Plongé dans ses recherches, Benoît parcourt des milliers de photos stockées sur le site de la NASA. Autrefois, l’agence promettait une prime à quiconque découvrirait un cliché authentique d’OVNI parmi des milliers d’images accessibles au public. En un siècle, personne n’a jamais rien trouvé. Grâce à son implant, Benoît analyse les fichiers à une vitesse vertigineuse : 790 clichés par seconde. L’ennui s’installe rapidement. Il bifurque alors vers des données confidentielles : rapports d’agents, analyses géothermiques de Saturne, enregistrements de conversations téléphoniques, plans de satellites…

Les informations affluent sans interruption, poussant son implant à ses limites. Mais Benoît continue, accélère. Il lit, absorbe, comprend à une vitesse surhumaine. En seulement quatre heures, il a ingéré vingt-sept ans d’archives de la NASA et trente-huit ans de dossiers de la CIA. Son cerveau est en ébullition.

Quand il se déconnecte, il réalise subitement une chose: il vient de traiter un volume d’informations qu’un utilisateur ordinaire aurait mis trois semaines à assimiler. Et il a tout retenu. Chaque donnée, chaque détail. Aussitôt, une vague de nausées le submerge, suivie d’une migraine insoutenable. Puis tout devient noir.

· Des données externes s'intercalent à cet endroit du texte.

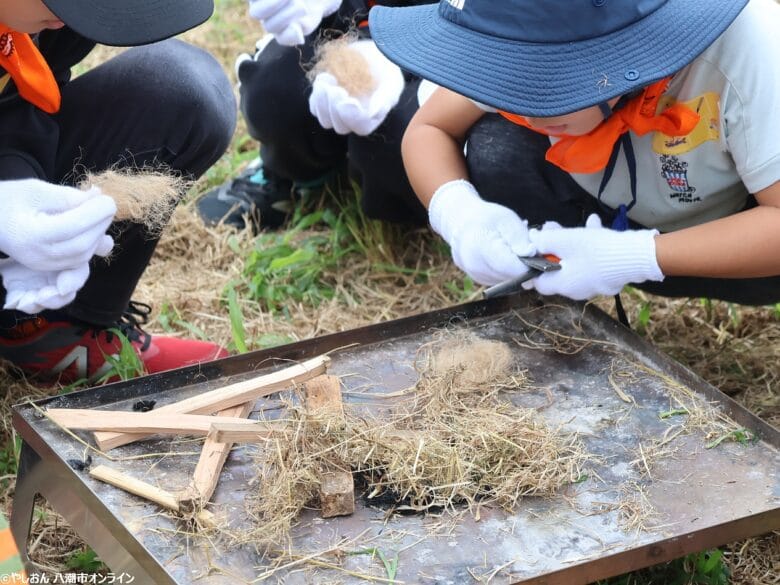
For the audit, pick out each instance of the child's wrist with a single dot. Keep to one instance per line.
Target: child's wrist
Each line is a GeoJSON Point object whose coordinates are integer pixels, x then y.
{"type": "Point", "coordinates": [447, 203]}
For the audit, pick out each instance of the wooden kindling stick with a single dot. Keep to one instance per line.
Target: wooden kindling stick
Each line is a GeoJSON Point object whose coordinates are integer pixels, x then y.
{"type": "Point", "coordinates": [144, 490]}
{"type": "Point", "coordinates": [225, 397]}
{"type": "Point", "coordinates": [140, 422]}
{"type": "Point", "coordinates": [229, 432]}
{"type": "Point", "coordinates": [212, 458]}
{"type": "Point", "coordinates": [337, 488]}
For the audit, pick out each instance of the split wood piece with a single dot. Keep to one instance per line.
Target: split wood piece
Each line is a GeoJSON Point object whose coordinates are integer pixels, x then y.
{"type": "Point", "coordinates": [323, 395]}
{"type": "Point", "coordinates": [212, 458]}
{"type": "Point", "coordinates": [145, 490]}
{"type": "Point", "coordinates": [142, 422]}
{"type": "Point", "coordinates": [337, 494]}
{"type": "Point", "coordinates": [226, 397]}
{"type": "Point", "coordinates": [228, 432]}
{"type": "Point", "coordinates": [337, 488]}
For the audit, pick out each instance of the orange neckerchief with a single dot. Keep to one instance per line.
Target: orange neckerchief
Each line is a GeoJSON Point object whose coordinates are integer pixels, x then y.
{"type": "Point", "coordinates": [590, 153]}
{"type": "Point", "coordinates": [24, 63]}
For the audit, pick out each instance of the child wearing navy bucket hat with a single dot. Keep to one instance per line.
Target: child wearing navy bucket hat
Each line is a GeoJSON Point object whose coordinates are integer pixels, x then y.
{"type": "Point", "coordinates": [641, 136]}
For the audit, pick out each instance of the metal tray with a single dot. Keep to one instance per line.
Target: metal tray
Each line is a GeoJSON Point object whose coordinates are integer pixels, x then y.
{"type": "Point", "coordinates": [701, 497]}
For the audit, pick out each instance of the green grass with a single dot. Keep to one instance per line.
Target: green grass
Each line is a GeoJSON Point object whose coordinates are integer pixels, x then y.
{"type": "Point", "coordinates": [300, 265]}
{"type": "Point", "coordinates": [704, 568]}
{"type": "Point", "coordinates": [84, 561]}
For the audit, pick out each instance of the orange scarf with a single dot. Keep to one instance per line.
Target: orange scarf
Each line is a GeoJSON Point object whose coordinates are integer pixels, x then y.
{"type": "Point", "coordinates": [590, 153]}
{"type": "Point", "coordinates": [24, 63]}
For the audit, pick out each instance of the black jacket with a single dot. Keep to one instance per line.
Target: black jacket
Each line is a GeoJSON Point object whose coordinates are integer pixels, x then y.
{"type": "Point", "coordinates": [29, 136]}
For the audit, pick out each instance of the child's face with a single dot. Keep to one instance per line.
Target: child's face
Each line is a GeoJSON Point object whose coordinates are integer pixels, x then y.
{"type": "Point", "coordinates": [28, 16]}
{"type": "Point", "coordinates": [574, 124]}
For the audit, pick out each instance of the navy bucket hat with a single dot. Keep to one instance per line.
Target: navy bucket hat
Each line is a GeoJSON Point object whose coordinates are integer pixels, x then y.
{"type": "Point", "coordinates": [130, 22]}
{"type": "Point", "coordinates": [549, 57]}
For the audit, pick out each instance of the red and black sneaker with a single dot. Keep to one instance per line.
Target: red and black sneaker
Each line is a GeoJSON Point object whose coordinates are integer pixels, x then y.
{"type": "Point", "coordinates": [57, 350]}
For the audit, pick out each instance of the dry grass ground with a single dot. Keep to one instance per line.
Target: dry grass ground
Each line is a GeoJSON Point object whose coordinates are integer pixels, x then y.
{"type": "Point", "coordinates": [735, 348]}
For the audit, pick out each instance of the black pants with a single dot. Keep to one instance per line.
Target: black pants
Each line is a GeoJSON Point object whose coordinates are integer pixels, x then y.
{"type": "Point", "coordinates": [506, 164]}
{"type": "Point", "coordinates": [163, 104]}
{"type": "Point", "coordinates": [275, 103]}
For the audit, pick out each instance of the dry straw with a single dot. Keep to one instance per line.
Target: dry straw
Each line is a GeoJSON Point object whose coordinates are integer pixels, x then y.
{"type": "Point", "coordinates": [146, 196]}
{"type": "Point", "coordinates": [458, 441]}
{"type": "Point", "coordinates": [348, 66]}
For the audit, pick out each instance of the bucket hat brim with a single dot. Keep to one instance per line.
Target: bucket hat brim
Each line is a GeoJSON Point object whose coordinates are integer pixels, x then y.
{"type": "Point", "coordinates": [128, 22]}
{"type": "Point", "coordinates": [540, 79]}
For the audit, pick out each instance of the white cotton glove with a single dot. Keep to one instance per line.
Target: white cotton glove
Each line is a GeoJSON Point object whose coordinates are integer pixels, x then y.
{"type": "Point", "coordinates": [594, 260]}
{"type": "Point", "coordinates": [332, 105]}
{"type": "Point", "coordinates": [50, 227]}
{"type": "Point", "coordinates": [486, 238]}
{"type": "Point", "coordinates": [32, 291]}
{"type": "Point", "coordinates": [289, 21]}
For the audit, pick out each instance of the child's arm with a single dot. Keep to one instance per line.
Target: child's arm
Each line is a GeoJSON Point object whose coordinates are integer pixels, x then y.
{"type": "Point", "coordinates": [597, 260]}
{"type": "Point", "coordinates": [432, 146]}
{"type": "Point", "coordinates": [485, 238]}
{"type": "Point", "coordinates": [743, 245]}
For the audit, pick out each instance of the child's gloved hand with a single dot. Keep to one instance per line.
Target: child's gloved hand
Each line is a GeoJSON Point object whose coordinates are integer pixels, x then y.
{"type": "Point", "coordinates": [32, 291]}
{"type": "Point", "coordinates": [335, 108]}
{"type": "Point", "coordinates": [594, 260]}
{"type": "Point", "coordinates": [50, 227]}
{"type": "Point", "coordinates": [486, 238]}
{"type": "Point", "coordinates": [290, 21]}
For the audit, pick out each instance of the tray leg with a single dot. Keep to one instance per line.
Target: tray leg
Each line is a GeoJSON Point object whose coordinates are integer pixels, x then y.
{"type": "Point", "coordinates": [37, 477]}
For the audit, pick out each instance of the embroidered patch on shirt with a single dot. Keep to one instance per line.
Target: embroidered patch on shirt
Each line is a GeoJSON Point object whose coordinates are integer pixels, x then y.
{"type": "Point", "coordinates": [707, 129]}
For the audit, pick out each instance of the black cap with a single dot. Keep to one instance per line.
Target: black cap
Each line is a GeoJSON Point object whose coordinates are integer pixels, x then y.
{"type": "Point", "coordinates": [130, 22]}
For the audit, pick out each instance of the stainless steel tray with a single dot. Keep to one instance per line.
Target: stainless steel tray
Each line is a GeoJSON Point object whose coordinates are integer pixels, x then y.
{"type": "Point", "coordinates": [701, 497]}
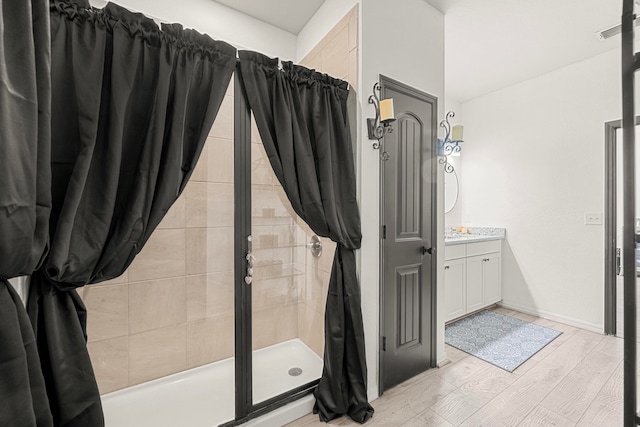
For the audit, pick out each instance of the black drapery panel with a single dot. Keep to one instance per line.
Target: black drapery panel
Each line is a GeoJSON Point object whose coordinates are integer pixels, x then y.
{"type": "Point", "coordinates": [132, 106]}
{"type": "Point", "coordinates": [25, 200]}
{"type": "Point", "coordinates": [301, 116]}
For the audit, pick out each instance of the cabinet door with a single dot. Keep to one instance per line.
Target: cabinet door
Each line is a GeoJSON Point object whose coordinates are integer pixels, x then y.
{"type": "Point", "coordinates": [491, 278]}
{"type": "Point", "coordinates": [454, 289]}
{"type": "Point", "coordinates": [474, 283]}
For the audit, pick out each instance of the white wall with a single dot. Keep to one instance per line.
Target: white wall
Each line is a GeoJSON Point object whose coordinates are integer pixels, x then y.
{"type": "Point", "coordinates": [406, 43]}
{"type": "Point", "coordinates": [219, 22]}
{"type": "Point", "coordinates": [325, 18]}
{"type": "Point", "coordinates": [533, 162]}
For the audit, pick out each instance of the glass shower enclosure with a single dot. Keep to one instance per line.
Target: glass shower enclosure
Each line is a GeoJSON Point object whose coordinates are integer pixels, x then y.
{"type": "Point", "coordinates": [220, 318]}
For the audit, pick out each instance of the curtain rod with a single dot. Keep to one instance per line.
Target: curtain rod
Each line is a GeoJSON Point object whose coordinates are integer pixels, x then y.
{"type": "Point", "coordinates": [99, 4]}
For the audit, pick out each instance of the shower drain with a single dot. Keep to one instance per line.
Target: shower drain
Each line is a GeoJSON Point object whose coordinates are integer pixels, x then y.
{"type": "Point", "coordinates": [294, 372]}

Le bruit sourd de sa chute alerte Inspira. Elle accourt et découvre son fils, inanimé, secoué de violentes convulsions, les yeux révulsés. La panique la saisit. Que faire ? Linus n’est pas là. Il était connecté… Faut-il le rebrancher ? Poussée par une intuition désespérée, elle saisit la fibre et reconnecte l’implant. Instantanément, les spasmes cessent. Le visage de Benoît retrouve son calme. Inspira éclate en sanglots et serre son fils contre elle.

Après trois jours d’examens, les neurologues diagnostiquent une crise épileptique, tandis que les neuro-biotechnologistes ne détectent aucune anomalie sur l’implant. Benoît est en parfaite santé. Pourtant, il est désormais le seul adolescent de quatorze ans à connaître sur le bout des doigts la géographie, le climat et la composition gazeuse de la moitié des planètes du système solaire. Il maîtrise aussi les relations politiques et secrètes des États-Unis, les accords dissimulés, les réseaux terroristes, les opérations clandestines et des décennies d’espionnage.

Mais Benoît garde le silence. Il craint de devenir un sujet d’étude. Après tout, il se sent bien. Convaincu que son secret est intact, il reprend sa vie normalement. La seule conséquence visible ? Une explosion de ses notes en histoire, géographie, géologie, astronomie et chimie. Et honnêtement, il ne va pas s’en plaindre.